There are many clinically successful anti-cancer agents that target pathways involved in cancer initiation and development. However, FDA has estimated that the elimination rate for investigational new drugs entering clinical trials is up to 80%. One feasible approach to raise the success drug discovery in clinical trials is using predictive biomarkers to evaluate the response of tumors to certain drugs.

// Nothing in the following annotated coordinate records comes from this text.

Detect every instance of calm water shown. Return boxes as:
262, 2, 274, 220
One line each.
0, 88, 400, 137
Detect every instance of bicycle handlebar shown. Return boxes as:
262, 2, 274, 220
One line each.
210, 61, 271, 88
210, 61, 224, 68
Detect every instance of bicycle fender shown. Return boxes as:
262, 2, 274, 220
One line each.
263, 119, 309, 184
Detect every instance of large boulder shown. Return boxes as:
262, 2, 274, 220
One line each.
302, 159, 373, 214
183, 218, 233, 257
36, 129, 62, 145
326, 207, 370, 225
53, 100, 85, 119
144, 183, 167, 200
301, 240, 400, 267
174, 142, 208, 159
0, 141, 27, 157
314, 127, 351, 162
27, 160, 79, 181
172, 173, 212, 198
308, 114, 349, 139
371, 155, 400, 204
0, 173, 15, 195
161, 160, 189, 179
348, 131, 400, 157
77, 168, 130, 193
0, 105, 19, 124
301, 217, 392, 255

Histone deactylase (HDAC), one kind of znic dependent proteases, can remove the acetyl moieties from histones, leading to the reaction between histones and DNA, while blocking the access of transcriptional machinery to the DNA template. Alteration of HDACs has been found in both hematological and solid tumors, which makes it a good anti-cancer target.
So far, three drugs targeting HDAC have been approved and more than 20 are in clinical studies, among which vorinostat (SAHA) was the first approved HDAC inhibitor for clinical treatment of T cell lymphoma by FDA in 2006, romidepsin (FK228) for CTCL in 2009 and resminostat for Hodgkin’s Lymphoma in 2011. Biomarkers elucidating the effect and mechanism of HDAC inhibitors in clinical trials mainly include histone acetylation, induction of p21 and Hsp90, HDAC enzyme activity, gene signatures, HDAC enzymes expression, predictive biomarkers HR23B, tolerances to oxidative stress, and the level of phosphocholine. However, there is still a question that the correlation between the therapeutic response and the biomarkers or any other target proteins was not found precisely.